Liverpool Sound and Vision Rating * * * *
There is beauty in the smallest place, even the murky puddle that forms under railway bridges or in that dip in the road where you have to cross over as you navigate your way to work, everything holds a story, all holds a sense of currency or bargaining chip to which can be seized upon as an asset, a shield against the feeling of the loneliness that often comes from being found in those conditions in the first place.
We have though become desensitised to other’s expressing the negative thoughts, we are urged to keep such people out of our lives, we get angry at having our thoughts invaded by those who are unhappy, abandoned, lost in some outpouring of grief, and then we treat them as we would if we found a Dead Driver slumped at the wheel of an expensive sports-car that has its engine running, we regret that we cannot just shove the driver aside, take the vehicle and run off with their life.
It is a damning indictment on the world and one that captures the sense of violence that is at the heart of humanity, one embroiled in selfish acts, punctuated by the occasional moment where a regret is soothed, and the shot glass of emptiness removed from sight. It is under the railway arch surrounded by those who see you as an equal, the braziers sending out flames of welcoming fire that reach out and seem to dance under the stars and one that Dog On A Stick openly suggest that they understand the dilemma and suffering found and that they wish to help highlight the loneliness; even if it just through the Universal language of music and pin point accurate lyrics bathed in a post-punk battle that rages against the system that has brought so many close to the edge of an abyss.

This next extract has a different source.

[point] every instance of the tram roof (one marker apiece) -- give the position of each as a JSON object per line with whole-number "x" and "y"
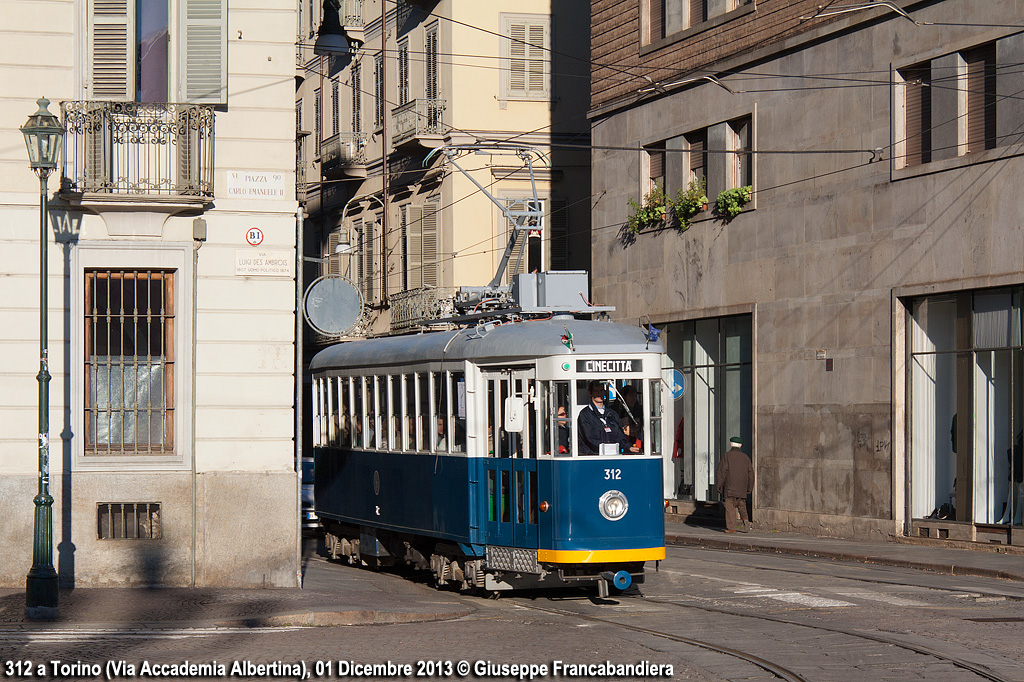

The violent riffs frame the sense of being forsaken and left behind by society, a reflection of schism that pervades in today’s world in which some are not just discarded, but openly ridiculed as more join their swelling number of the rejected and isolated. Dead Driver is a song that is cutting, almost sliding in perfectly to a new Beggar’s Opera for the 21st Century, and one that defines how we now view the lonely in the same way that Victorians viewed the poor.
A cracking single, one of great passion!
Dog On A Stick release Dead Driver on July 1st.